Vista was also fine once it was fully patched, early releases of it were garbage though.
Ah I remember upgrading from 98SE to Millennium Edition and it was just ass. That said, I reformatted and installed Me and used the 98 CD to pass the upgrade check, and I had very few issues with it. Shit like System Restore was gash - in fact, any of the new tools installed with Me were awful - but I just effectively used it as 98 Third Edition and it did the job nicely for me.
I agree that 95 was a big - if not monumental - step up in graphics interface driven OSes… but the first few releases were unstable as fuck. Whether it was horrendous shutdown issues because ACPI support was super flaky at the time, to trying to run com/com as a command to insta-bluescreen the system. The latter is so much of an edge case though that I almost cut myself typing it.
There was a famous bug that made it into 95 and 98, a tick counter that caused the system to crash after about a month. It was in there so long because there were so many other bugs causing stability problems that it wasn’t obvious.
I will say that classic MacOS, which is what Apple was doing at the time, was also pretty unstable. Personal computer stability really improved in the early 2000s a lot. Mac OS X came out and Microsoft shifted consumers onto a Windows-NT-based OS.
EDIT:
https://www.cnet.com/culture/windows-may-crash-after-49-7-days/
Long was it known fact: Windows versions and OG Star Trek films. Every other one was terrible.

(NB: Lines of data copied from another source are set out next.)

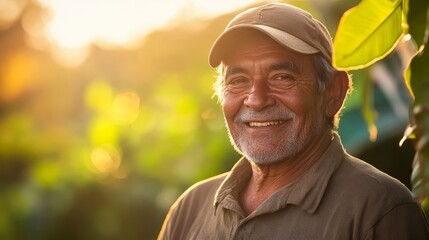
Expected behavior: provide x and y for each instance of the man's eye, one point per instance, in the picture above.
(237, 81)
(282, 77)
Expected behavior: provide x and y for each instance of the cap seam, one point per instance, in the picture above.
(260, 15)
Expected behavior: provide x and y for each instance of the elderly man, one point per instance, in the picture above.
(281, 97)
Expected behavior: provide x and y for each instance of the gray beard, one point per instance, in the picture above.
(287, 148)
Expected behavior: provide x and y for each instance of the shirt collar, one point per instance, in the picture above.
(305, 192)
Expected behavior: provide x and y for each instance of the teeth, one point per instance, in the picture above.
(264, 124)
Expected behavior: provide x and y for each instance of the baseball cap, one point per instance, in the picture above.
(288, 25)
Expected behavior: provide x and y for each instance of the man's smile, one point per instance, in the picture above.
(264, 124)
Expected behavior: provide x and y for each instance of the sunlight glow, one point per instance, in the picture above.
(75, 24)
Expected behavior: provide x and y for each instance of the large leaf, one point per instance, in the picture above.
(417, 20)
(367, 33)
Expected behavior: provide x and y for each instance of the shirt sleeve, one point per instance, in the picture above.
(406, 221)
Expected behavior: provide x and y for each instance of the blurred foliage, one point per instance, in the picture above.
(380, 25)
(101, 151)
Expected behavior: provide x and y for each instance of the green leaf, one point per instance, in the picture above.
(419, 81)
(417, 20)
(368, 110)
(367, 33)
(419, 78)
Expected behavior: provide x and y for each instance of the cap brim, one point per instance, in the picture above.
(227, 39)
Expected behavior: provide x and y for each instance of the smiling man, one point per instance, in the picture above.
(281, 99)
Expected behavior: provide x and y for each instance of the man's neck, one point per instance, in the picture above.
(269, 178)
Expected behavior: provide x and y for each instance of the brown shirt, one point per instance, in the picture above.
(339, 197)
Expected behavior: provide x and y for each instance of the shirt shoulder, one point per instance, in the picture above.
(370, 182)
(190, 209)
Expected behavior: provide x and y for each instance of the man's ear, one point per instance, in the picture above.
(336, 92)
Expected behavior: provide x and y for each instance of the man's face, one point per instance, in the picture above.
(271, 102)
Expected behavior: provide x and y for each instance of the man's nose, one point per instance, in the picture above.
(259, 96)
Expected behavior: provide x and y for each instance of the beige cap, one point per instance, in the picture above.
(288, 25)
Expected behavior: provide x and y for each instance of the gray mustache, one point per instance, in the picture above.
(247, 114)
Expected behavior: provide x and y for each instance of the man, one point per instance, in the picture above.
(281, 98)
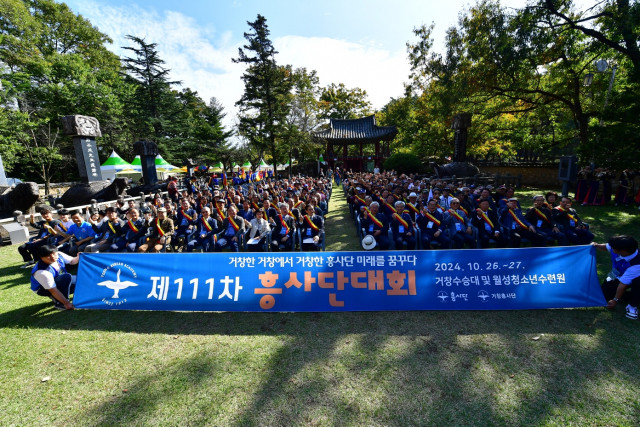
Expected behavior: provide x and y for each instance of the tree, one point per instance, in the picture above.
(338, 102)
(154, 103)
(264, 104)
(520, 73)
(56, 64)
(615, 24)
(303, 116)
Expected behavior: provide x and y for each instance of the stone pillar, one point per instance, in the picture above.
(461, 124)
(148, 150)
(84, 130)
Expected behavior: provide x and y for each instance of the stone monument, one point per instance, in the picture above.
(84, 130)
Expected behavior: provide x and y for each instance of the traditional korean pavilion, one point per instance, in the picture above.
(357, 132)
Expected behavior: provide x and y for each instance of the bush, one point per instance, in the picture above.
(404, 163)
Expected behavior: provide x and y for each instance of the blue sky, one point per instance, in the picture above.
(358, 43)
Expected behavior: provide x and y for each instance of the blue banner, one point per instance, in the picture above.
(490, 279)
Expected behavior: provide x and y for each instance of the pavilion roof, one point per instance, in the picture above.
(352, 130)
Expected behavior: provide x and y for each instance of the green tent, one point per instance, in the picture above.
(113, 165)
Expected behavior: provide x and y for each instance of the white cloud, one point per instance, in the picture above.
(201, 57)
(380, 72)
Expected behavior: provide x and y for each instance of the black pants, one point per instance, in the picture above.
(63, 284)
(29, 250)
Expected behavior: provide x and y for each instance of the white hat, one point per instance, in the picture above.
(369, 242)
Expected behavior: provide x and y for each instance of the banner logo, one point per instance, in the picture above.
(117, 285)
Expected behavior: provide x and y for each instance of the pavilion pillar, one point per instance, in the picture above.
(344, 156)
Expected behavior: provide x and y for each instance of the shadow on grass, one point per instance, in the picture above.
(411, 368)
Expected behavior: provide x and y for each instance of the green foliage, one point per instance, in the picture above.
(520, 73)
(404, 163)
(264, 104)
(338, 102)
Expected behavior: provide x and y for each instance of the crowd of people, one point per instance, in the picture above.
(406, 212)
(390, 211)
(276, 215)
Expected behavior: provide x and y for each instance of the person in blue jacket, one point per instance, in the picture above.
(49, 277)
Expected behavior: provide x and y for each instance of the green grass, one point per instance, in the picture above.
(545, 367)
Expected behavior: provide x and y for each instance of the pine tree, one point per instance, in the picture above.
(264, 105)
(154, 101)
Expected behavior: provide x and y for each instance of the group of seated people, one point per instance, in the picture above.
(406, 212)
(276, 215)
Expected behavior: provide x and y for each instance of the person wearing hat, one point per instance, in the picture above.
(186, 221)
(311, 229)
(258, 231)
(504, 202)
(500, 193)
(402, 227)
(161, 231)
(46, 233)
(518, 227)
(432, 227)
(172, 188)
(49, 277)
(79, 235)
(375, 224)
(283, 230)
(489, 228)
(231, 231)
(63, 227)
(459, 226)
(485, 194)
(545, 223)
(572, 226)
(205, 232)
(623, 282)
(445, 198)
(413, 206)
(134, 230)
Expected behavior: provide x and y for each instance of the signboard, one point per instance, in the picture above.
(489, 279)
(87, 158)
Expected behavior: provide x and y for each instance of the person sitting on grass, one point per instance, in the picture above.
(46, 234)
(49, 277)
(623, 283)
(81, 233)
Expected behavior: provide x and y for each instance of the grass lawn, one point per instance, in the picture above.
(551, 367)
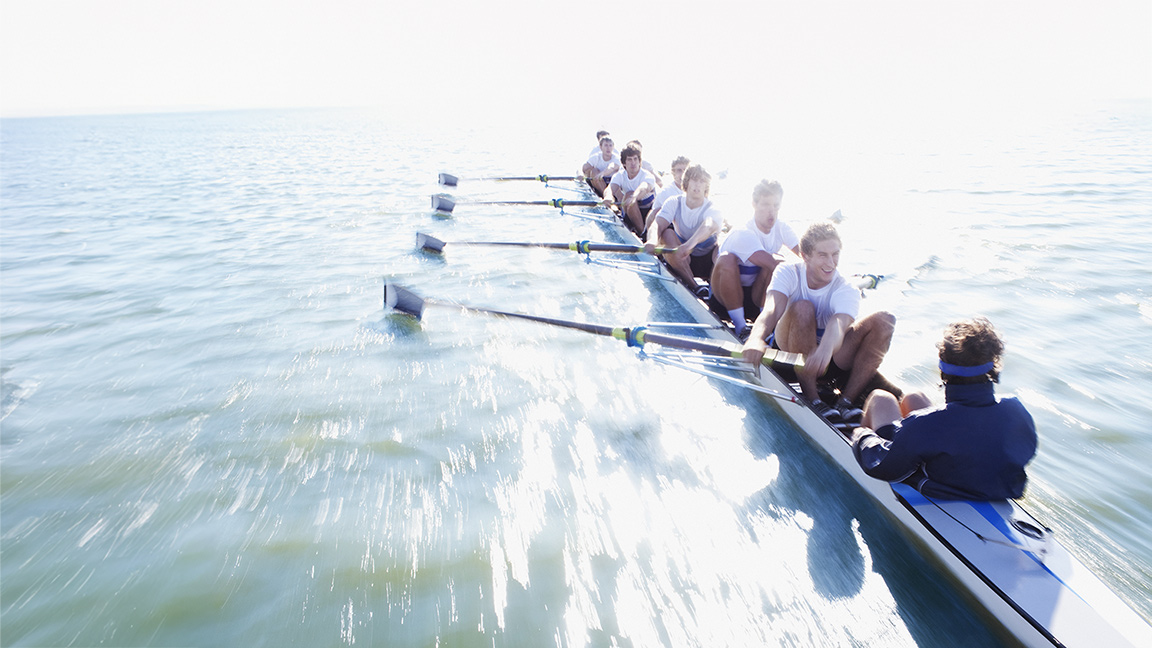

… but I note there are a few important releases missing there. 3.0, Win2K and 8.1 especially, and we might argue for 3.1 and 98SE and maybe even the unreleased Longhorn too.
Nah I agree, but if every incremental release was included then you’d need a 55" monitor in portrait orientation to see them all!
I’ve not really thought about the Star Trek films. I enjoyed them all (even Nemesis!) with the exception of ST4: The Voyage Home.